O cientista político Fernando Meireles, da Universidade Federal de Minas Gerais (UFMG), acrescenta que a instauração da CPI pode levar Lula a “gastar capital político” e desviar a atenção de sua “agenda prioritária”.
“O governo Lula tem uma agenda prioritária, que inclui a reforma tributária, a nova âncora fiscal. Na medida em que ele tem de lidar com a CPMI, há desgaste, precisa usar recursos de governabilidade, o foco é desviado. Se Lula tiver de gastar capital político para apagar pequenos incêndios, pode custar apoios mais à frente”, diz.
Governo federal tenta esvaziar requerimento
Os especialistas concordam que o governo Lula deve encontrar pouco espaço para utilizar a CPI a seu favor, caso ela seja de fato instaurada. A estratégia que deve ser adotada é a de esvaziamento da proposta.
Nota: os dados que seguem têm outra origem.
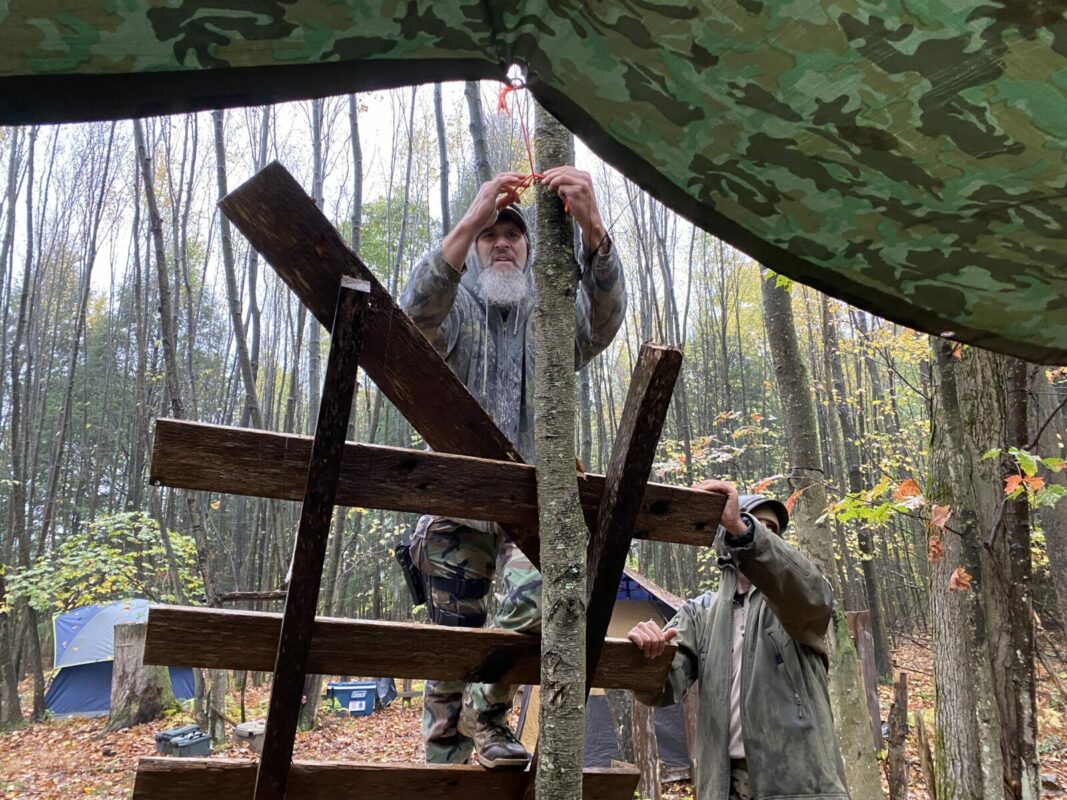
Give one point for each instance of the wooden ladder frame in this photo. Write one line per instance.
(474, 473)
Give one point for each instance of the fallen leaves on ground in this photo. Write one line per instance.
(58, 760)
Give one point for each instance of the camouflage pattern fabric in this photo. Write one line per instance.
(450, 549)
(909, 157)
(493, 353)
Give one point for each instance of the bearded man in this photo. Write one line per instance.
(473, 298)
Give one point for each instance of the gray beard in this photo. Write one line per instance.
(504, 289)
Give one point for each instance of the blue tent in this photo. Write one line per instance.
(84, 652)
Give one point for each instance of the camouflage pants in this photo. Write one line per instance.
(738, 780)
(445, 548)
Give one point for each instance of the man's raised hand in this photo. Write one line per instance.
(731, 512)
(575, 188)
(492, 196)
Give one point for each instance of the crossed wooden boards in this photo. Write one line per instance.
(474, 473)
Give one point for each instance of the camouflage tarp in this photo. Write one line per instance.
(907, 157)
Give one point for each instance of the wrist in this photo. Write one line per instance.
(593, 235)
(457, 243)
(741, 527)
Durante sua participação no Painel CNN da última segunda-feira (27), o deputado federal Zeca Dirceu (PT-PR), líder do partido na Câmara, disse que a sigla pretende convencer parlamentares a não assinarem o pedido.
O petista entende que a comissão não terá um papel na investigação e responsabilização dos responsáveis pelos atos: “Ela [a CPI] pode servir para que os terroristas que estão presos se passem por vítimas, a partir da manobra de um ou outro parlamentar”.
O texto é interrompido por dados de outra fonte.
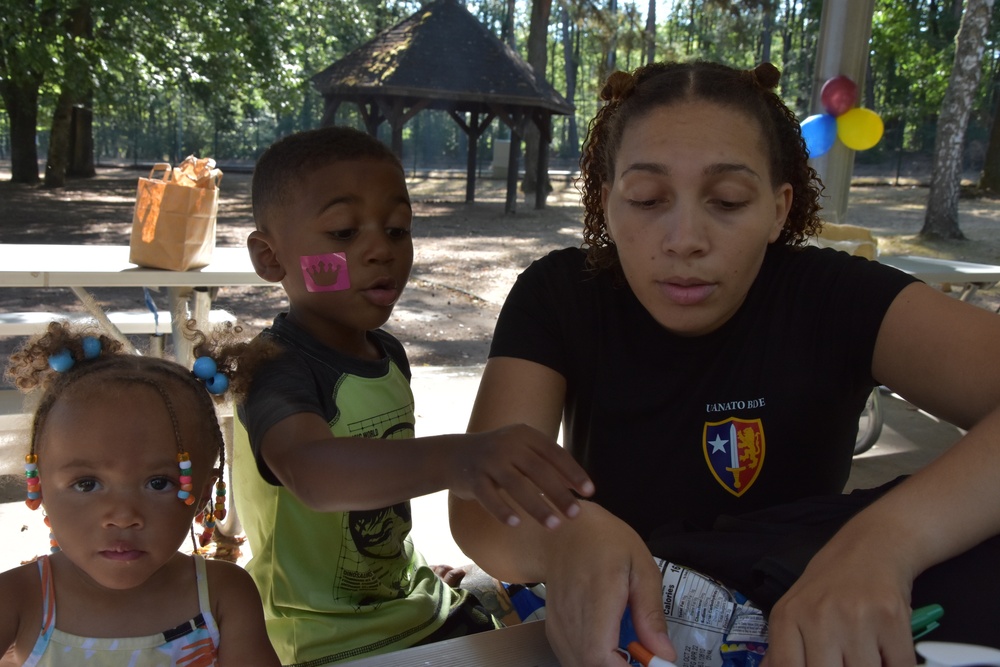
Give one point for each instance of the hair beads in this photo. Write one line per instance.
(187, 485)
(34, 499)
Apesar de o foco do Executivo ser esvaziar o requerimento, Beatriz Rey, aponta que outra estratégia possível para o governo seria atrasar as indicações para a composição da CPMI e tornar o processo moroso.
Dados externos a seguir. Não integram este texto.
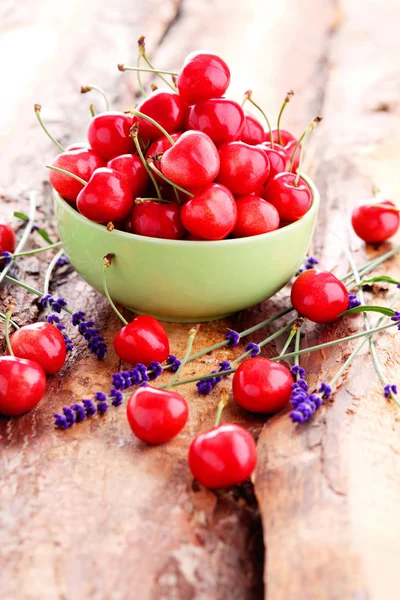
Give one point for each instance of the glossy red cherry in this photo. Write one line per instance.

Bruno Carazza destaca que, ao tentar esvaziar o processo, Lula encara um cálculo político sensível. “Se o governo se posicionar contra a CPMI e tentar esvaziá-la, transmite uma incongruência para o eleitor: ‘como o governo que está à frente das críticas aos ataques de 8 de janeiro é o mesmo que não quer investigar o que aconteceu?’”, explica.
CPMI pode ser “primeiro passo” da oposição à Lula
O cientista político Fernando Meireles acredita que o arranjo de deputados e senadores em torno do requerimento de Fernandes mostra que “a CPMI pode ser usada como a primeira forma de organizar a oposição a Lula”.
Da repercussão do 8 de janeiro, passando pelos depoimentos do senador Marcos do Val (Podemos-ES), até ocorridos de menor escala, como o aceno da deputada federal Carla Zambelli (PL-SP) ao STF, os movimentos da oposição a Lula denotam grau de desarticulação.
Beatriz Rey destaca que, durante as eleições para a presidência do Senado, a oposição “teve uma organização momentânea”. Ela destaca que a estadia do ex-presidente Jair Bolsonaro (PL) nos Estados Unidos, onde está desde dezembro, dificulta ainda mais a articulação.
“[A CPMI] é a única frente de atuação da oposição que vejo até o momento, ao menos no Legislativo. Eles estão tentando organizar o trabalho, a agenda, em torno deste requerimento”, completa a cientista política.